The Exchange believes the proposed change would continue to encourage
Floor Broker QCC volume and also encourage additional OTP Holders to
increase QCC volume submitted to the Exchange by offering credits on
such transactions. The Exchange believes that the proposal, which also
increases the credit on Customer vs. Non-Customer QCC transactions,
could incentivize both Floor Brokers and other OTP Holders to aggregate
their trading activity at the Exchange, thereby making the Exchange a
more attractive venue for order execution and providing additional
trading opportunities for all market participants.
---------------------------------------------------------------------------
\11\ See Securities Exchange Act Release No. 95471 (August 11,
2022), 87 FR 50662 (August 17, 2022) (SR-NYSEARCA-2022-50) (Notice
of Filing and Immediate Effectiveness of Proposed Rule Change To
Modify the NYSE Arca Options Fee Schedule).
---------------------------------------------------------------------------
2. Statutory Basis
The Exchange believes that the proposed rule change is consistent
with Section 6(b) of the Act,\12\ in general, and furthers the
objectives of Sections 6(b)(4) and (5) of the Act,\13\ in particular,
because it provides for the equitable allocation of reasonable dues,
fees, and other charges among its members, issuers and other persons
using its facilities and does not unfairly discriminate between
customers, issuers, brokers, or dealers.
---------------------------------------------------------------------------
\12\ 15 U.S.C. 78f(b).
\13\ 15 U.S.C. 78f(b)(4) and (5).
---------------------------------------------------------------------------
The Proposed Rule Change Is Reasonable
The Exchange operates in a highly competitive market. The
Commission has repeatedly expressed its preference for competition over
regulatory intervention in determining prices, products, and services
in the securities markets. In Regulation NMS, the Commission
highlighted the importance of market forces in determining prices and
SRO revenues and, also, recognized that current regulation of the
market system ``has been remarkably successful in promoting market
competition in its broader forms that are most important to investors
and listed companies.'' \14\
---------------------------------------------------------------------------
\14\ See Securities Exchange Act Release No. 51808 (June 9,
2005), 70 FR 37496, 37499 (June 29, 2005) (S7-10-04) (``Reg NMS
Adopting Release'').
---------------------------------------------------------------------------
There are currently 16 registered options exchanges competing for
order flow. Based on publicly-available information, and excluding
index-based options, no single exchange has more than 16% of the market
share of executed volume of multiply-listed equity and ETF options
trades.\15\ Therefore, no exchange possesses significant pricing power
in the execution of multiply-listed equity and ETF options order flow.

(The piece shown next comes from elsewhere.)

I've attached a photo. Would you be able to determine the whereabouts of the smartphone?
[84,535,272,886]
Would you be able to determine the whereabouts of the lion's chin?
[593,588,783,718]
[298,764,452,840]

More specifically, in October 2022, the Exchange had less than 12%
market share of executed volume of multiply-listed equity and ETF
options trades.\16\
---------------------------------------------------------------------------
\15\ The OCC publishes options and futures volume in a variety
of formats, including daily and monthly volume by exchange,
available here: https://www.theocc.com/Market-Data/Market-Data-Reports/Volume-and-Open-Interest/Monthly-Weekly-Volume-Statistics.
\16\ Based on a compilation of OCC data for monthly volume of
equity-based options and monthly volume of equity-based ETF options,
see id., the Exchange's market share in equity-based options
decreased from 12.30% for the month of October 2021 to 11.87% for
the month of October 2022.
---------------------------------------------------------------------------
The Exchange believes that the ever-shifting market share among the
exchanges from month to month demonstrates that market participants can
shift order flow, or discontinue or reduce use of certain categories of
products, in response to fee changes. Accordingly, competitive forces
constrain options exchange transaction fees. Stated otherwise,
modifications to exchange transaction fees can have a direct effect on
the ability of an exchange to compete for order flow.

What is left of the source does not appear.